I’m a skip. This means that I play last in my squad of four. When it is my turn to bowl there are at least 12 woods already around the jack. The art of skip bowling is to choose the right option from a considerable number and then execute that precise shot. Not often is the right option merely to bowl the wood close to the jack. Not often, actually, is bowling the wood close to the jack an available option anyway, when there can be up to 12 woods barring the way.

Singles in flat green bowling is usually played with four woods per player. The format chosen for our first club competition in the last 5 years at least, is a two-wood singles. So, I’m stood on the mat, in a searing heat, facing a bare jack on a fast green with only two woods to play. It’s enough to make me homesick, and a sense of being back in Llanrwst playing bowls on a lightning fast green wells up in me. Momentarily, I think of my Dad: he would have loved this.

It’s not the only memory to make its presence felt as I slip to a wholly unexpected 2-8 scoreline (the format is first to 21). My opponent is playing well – much better, in fact, than I have ever seen him play before. In the first few matches of this tournament, the standard of play of the team’s lesser lights (in what is there first ever game of singles) has quickly become a talking point: there’s something going on. Players who, in the rinks format in a Saturday league game, often perform hopelessly are playing heroically in a two-wood singles competition. I thought it would be the opposite. In fact, when I heard that there was a desire for some sort of singles competition, I feared the worst. I fully expected the beginners and lesser lights to feel exposed by the lack of hiding places in singles: I put their enthusiasm down to naivety.

How wrong I was. To a man they have loved every minute of the competition. So, what is going on?

1. Two-wood flat green singles is a less demanding game than crown green singles. This is because it is technically easier to get a wood close to a jack when you are bowling up and down the same strip of turf. The lines to the jack barely alter and the variations in length between jack and mat are limited.

2. Playing for yourself, as it were, is less demanding than playing for a team – especially when that team is part of a larger team. [One of the great lost opportunities of modern sport is that professional golf has evolved into an individual game with the strokeplay format dominant. Few, if any, of these tournaments can match the sustained interest and competitive intensity that has been witnessed at the Ryder Cup over the past couple of decades. For some reason professional golf has not evolved into a city/state based team game with national leagues. It’s a shame.]

3. They haven’t experienced the crippling humiliation of being thrashed at a game that only requires you to roll a bowl a few yards along a piece of manicured turf – and having no one else to blame.
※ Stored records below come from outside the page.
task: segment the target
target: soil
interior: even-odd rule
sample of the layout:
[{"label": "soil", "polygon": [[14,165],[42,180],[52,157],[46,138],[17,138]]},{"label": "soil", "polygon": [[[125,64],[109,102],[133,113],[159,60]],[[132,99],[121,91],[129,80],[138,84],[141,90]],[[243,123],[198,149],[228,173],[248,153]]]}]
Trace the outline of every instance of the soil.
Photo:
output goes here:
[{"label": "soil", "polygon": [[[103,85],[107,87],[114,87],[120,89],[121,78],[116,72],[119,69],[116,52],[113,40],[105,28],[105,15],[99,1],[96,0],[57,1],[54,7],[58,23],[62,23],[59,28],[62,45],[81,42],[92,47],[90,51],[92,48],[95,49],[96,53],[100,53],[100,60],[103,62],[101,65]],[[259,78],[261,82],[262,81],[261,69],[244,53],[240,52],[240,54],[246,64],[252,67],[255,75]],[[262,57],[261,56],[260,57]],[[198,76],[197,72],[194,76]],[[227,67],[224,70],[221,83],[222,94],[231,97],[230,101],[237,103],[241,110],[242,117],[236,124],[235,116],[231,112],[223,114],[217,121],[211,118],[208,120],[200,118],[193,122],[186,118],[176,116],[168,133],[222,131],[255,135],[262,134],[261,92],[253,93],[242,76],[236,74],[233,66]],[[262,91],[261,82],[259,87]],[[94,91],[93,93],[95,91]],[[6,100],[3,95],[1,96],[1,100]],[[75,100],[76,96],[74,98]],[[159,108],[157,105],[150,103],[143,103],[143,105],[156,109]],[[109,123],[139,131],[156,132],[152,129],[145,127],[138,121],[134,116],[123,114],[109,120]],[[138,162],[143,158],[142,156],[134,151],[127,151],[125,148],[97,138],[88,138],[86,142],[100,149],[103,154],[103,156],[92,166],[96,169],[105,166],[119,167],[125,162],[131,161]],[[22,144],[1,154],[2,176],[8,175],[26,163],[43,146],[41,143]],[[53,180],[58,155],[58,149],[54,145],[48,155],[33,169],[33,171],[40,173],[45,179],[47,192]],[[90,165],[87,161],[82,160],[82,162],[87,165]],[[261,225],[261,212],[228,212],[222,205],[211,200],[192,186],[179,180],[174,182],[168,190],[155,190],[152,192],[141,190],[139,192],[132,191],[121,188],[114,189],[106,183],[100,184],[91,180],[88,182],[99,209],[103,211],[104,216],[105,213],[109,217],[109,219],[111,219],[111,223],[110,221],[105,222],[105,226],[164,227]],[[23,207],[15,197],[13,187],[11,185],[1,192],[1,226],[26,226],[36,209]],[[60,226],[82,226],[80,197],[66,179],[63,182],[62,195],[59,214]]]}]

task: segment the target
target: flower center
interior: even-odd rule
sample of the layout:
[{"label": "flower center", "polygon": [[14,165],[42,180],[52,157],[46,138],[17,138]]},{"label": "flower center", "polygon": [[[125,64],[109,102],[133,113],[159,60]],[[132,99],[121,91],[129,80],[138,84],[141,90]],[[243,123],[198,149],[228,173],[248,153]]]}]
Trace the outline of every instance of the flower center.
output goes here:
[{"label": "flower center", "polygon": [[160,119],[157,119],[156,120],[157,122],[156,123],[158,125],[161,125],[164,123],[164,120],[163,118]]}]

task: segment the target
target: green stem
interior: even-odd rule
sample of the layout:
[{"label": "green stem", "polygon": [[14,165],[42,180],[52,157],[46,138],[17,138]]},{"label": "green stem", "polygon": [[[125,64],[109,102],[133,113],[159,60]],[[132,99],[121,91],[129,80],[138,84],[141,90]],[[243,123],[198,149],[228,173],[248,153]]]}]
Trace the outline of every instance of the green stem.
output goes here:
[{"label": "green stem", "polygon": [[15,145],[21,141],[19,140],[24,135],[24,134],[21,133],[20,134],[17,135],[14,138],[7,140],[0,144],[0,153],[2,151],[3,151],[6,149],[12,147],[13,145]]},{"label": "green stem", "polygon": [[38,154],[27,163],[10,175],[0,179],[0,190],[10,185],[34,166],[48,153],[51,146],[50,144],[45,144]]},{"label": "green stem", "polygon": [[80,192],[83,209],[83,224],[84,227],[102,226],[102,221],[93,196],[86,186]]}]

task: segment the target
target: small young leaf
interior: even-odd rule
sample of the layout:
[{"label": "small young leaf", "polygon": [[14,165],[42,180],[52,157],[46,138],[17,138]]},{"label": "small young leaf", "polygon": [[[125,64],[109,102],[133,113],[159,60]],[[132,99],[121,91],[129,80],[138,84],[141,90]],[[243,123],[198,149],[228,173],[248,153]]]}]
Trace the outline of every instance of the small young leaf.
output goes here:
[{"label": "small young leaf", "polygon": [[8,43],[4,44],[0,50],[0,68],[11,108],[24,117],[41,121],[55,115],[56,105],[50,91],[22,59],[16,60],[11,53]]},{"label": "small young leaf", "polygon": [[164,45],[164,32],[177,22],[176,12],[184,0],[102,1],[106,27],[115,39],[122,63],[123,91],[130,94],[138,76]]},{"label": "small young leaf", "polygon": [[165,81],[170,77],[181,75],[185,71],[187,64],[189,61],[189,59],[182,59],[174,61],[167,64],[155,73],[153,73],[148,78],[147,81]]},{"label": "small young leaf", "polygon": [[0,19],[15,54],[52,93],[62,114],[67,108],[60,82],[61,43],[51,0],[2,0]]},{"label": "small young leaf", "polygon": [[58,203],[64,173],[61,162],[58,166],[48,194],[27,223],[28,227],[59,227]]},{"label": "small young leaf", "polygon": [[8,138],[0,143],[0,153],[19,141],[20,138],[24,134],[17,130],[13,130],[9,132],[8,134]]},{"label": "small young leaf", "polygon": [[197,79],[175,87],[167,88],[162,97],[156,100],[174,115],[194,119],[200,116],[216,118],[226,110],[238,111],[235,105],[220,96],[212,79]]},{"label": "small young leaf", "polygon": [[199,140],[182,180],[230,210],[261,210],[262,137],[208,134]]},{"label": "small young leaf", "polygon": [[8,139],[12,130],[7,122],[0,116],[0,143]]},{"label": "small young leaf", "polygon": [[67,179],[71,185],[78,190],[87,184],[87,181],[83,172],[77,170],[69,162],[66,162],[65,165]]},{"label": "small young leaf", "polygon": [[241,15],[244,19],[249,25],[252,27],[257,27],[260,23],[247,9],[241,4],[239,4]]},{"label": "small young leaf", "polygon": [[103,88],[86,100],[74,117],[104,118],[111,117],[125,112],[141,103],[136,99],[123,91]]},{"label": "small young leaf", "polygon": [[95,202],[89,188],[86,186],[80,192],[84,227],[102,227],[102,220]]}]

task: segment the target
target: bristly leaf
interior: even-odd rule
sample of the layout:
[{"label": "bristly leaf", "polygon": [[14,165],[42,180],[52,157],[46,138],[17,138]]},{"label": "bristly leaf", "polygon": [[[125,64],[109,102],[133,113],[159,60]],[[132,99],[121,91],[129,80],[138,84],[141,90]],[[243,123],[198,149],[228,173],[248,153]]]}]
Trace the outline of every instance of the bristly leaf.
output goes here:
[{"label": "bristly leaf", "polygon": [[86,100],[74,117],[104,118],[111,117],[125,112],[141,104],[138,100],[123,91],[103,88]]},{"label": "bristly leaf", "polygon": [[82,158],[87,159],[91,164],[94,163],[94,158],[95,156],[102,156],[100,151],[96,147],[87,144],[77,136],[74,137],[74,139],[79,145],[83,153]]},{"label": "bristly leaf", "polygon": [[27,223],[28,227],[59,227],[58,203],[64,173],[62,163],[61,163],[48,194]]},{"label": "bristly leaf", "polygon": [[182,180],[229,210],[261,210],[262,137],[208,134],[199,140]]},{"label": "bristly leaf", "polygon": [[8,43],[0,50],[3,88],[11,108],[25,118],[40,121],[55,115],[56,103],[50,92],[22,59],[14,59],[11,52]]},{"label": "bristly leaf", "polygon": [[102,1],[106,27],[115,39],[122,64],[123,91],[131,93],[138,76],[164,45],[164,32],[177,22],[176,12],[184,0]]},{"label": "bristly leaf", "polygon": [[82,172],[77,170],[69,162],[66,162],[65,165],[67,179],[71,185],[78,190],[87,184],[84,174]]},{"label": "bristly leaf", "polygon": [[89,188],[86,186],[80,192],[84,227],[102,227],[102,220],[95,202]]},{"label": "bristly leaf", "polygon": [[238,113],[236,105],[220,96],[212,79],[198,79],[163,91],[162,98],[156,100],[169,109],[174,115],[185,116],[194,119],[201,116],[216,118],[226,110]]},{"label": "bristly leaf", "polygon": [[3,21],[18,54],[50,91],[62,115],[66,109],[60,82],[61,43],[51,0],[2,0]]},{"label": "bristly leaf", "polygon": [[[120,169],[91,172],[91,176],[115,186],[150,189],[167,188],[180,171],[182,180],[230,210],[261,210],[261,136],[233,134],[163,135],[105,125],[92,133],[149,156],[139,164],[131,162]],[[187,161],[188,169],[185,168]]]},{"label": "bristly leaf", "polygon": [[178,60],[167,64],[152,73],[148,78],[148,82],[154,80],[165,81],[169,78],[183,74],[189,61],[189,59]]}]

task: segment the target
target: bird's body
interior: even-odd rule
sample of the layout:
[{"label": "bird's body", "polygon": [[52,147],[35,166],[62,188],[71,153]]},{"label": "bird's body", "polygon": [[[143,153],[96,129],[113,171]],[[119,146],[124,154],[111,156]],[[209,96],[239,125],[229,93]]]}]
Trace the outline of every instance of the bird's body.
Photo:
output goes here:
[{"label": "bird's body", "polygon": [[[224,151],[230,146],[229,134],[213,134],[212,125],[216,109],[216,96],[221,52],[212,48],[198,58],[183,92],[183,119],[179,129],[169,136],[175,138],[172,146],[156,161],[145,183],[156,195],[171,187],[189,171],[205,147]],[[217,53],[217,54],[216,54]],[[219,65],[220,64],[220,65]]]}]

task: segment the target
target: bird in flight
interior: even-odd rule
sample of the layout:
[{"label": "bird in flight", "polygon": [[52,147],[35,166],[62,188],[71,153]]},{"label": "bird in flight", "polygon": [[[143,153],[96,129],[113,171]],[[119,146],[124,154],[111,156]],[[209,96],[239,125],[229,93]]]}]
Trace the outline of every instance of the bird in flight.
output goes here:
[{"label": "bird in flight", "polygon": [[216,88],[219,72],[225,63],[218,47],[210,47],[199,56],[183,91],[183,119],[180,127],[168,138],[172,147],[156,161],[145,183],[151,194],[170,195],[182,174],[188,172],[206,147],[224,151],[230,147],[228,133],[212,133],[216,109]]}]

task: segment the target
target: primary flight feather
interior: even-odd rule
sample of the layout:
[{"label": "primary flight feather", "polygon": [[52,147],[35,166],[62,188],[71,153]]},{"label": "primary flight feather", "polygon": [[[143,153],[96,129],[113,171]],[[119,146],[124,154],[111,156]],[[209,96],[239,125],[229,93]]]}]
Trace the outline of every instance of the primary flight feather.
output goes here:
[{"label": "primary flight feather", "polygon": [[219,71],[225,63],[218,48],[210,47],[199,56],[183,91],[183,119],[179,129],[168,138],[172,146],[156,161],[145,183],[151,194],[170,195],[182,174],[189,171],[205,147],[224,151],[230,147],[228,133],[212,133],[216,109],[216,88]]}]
Okay, I’m 8-2 down to this gentleman who is playing a lot better than I expected. My rhythm is good. My deliveries have been fine. My visualisation is starting to come together. I’m doing fine; it is just that his woods are ending up closer than mine.

His first one on the next end is another decent wood but beatable. I step on to the mat; I visualise . . . well I try to visualise, because what happens is that being 2-8 down to a player I know I am expected to beat easily, and playing singles on a fast green with only two woods, brings back a sense of all the humiliating defeats I had suffered as a player before I discovered the answer to “timing”. It is part of the nostalgic memory I mentioned earlier. My attempts at visualisation are thwarted by panic. The panic is distinctive; it is the notion that I am utterly unable to put this wood in my hand anywhere close enough to the jack to nip this humiliating experience of falling behind to a lesser player in the bud. The panic blocks all my attempts to visualise the rhythm etc. It also pushes me to throw the wood before I am ready, with inevitable consequences.

Encouraged by my dismal effort, my opponent bowls an even better second and is lying a decent two and looking at going 10-2 up. This is a crucial moment in the match. By the time it is my turn to occupy the mat, I have said “hello” to my panic, made myself smile at my own frailties, taken a very deep breath, searched for a very happy memory of my delicious rhythm, adopted a somewhat cocky pose and forced the panic to become my servant by using it to intensify the visualisation of the shot I need.

On the mat, I’m in a bubble and I execute a lovely, lovely rhythm. The wood hits the spots and curves away at that delicious pace that you just know is the right one. It rolls to within a few inches of the jack. My opponent nods and mutters acknowledgement; I nod back and say: “Thank you”.

He plays well for the rest of the game but I win 21-12. Another victory over the past.